Tanios Bekaii-Saab, MD: I think you have to really go where the money is right now and make sure that you have enough, in terms of prior authorizations, to get the whole RAS testing. It’s important to have BRAF for multiple considerations; some of them are actually therapeutic. MSI is, again, very important. It may also link back to a family history; that would be important to figure out. With smaller families, it’s sometimes very difficult to get a good family history by itself. And then HER2 would be on the lower list of priorities. I think it’s important, but I wouldn’t sweat too much over it right now. I think RAS, MSI, and BRAF would be important to start with to go down that decision tree.

Cathy Eng, MD: I think it’s important to think about HER2/neu testing because we taught people about BRAF testing because no one used to test for it before. Now people are testing for it, now we have trials for it. We know it’s a poor prognostic indicator. The reason I bring that up is that we know we’re going to have a trial with Herceptin as an option for patients. It’s less than 10% of patients that are HER2/neu-positive, but I still think we need to educate people.
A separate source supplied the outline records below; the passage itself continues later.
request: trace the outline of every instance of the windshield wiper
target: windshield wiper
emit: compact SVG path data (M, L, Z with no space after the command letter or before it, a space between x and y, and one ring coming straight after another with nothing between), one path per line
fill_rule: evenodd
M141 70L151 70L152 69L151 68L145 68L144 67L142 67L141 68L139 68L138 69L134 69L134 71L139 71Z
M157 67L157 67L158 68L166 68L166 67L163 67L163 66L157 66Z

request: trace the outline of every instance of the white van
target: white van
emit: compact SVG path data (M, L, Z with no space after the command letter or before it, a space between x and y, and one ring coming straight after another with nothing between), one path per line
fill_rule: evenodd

John L. Marshall, MD: I completely agree with what you’re all saying. But the biggest pushback I get on this is doing an even broader profile and getting a ROS mutation, or some other mutation for ALK or something. And in colon cancer, how do I get the drug? I have a patient in the hospital right now whose profile we got back, and she’s HER2-positive. They could afford a month’s worth of this therapy, but not much more than that. So, we need a mechanism to get access to these drugs and study whether or not there’s positive outcome. Is there such a thing, Dr. Haller?

Daniel G. Haller, MD: There are a number of large studies we’ll be talking about—the MATCH trial, the big Intergroup trial, the bucket trials, the basket trials, etc. You’re trying to get information about this so that you have the backup for being able to do that. I’m saying that you have found an actionable mutation and you need an available drug. Getting all three things together is difficult. The only one we really have any evidence for are drugs we’ve had for 12 years now—since 2004. For example, cetuximab, the EGFR inhibitors, and panitumumab. I think that’s the one people absolutely have to do; the others are a little bit in the future.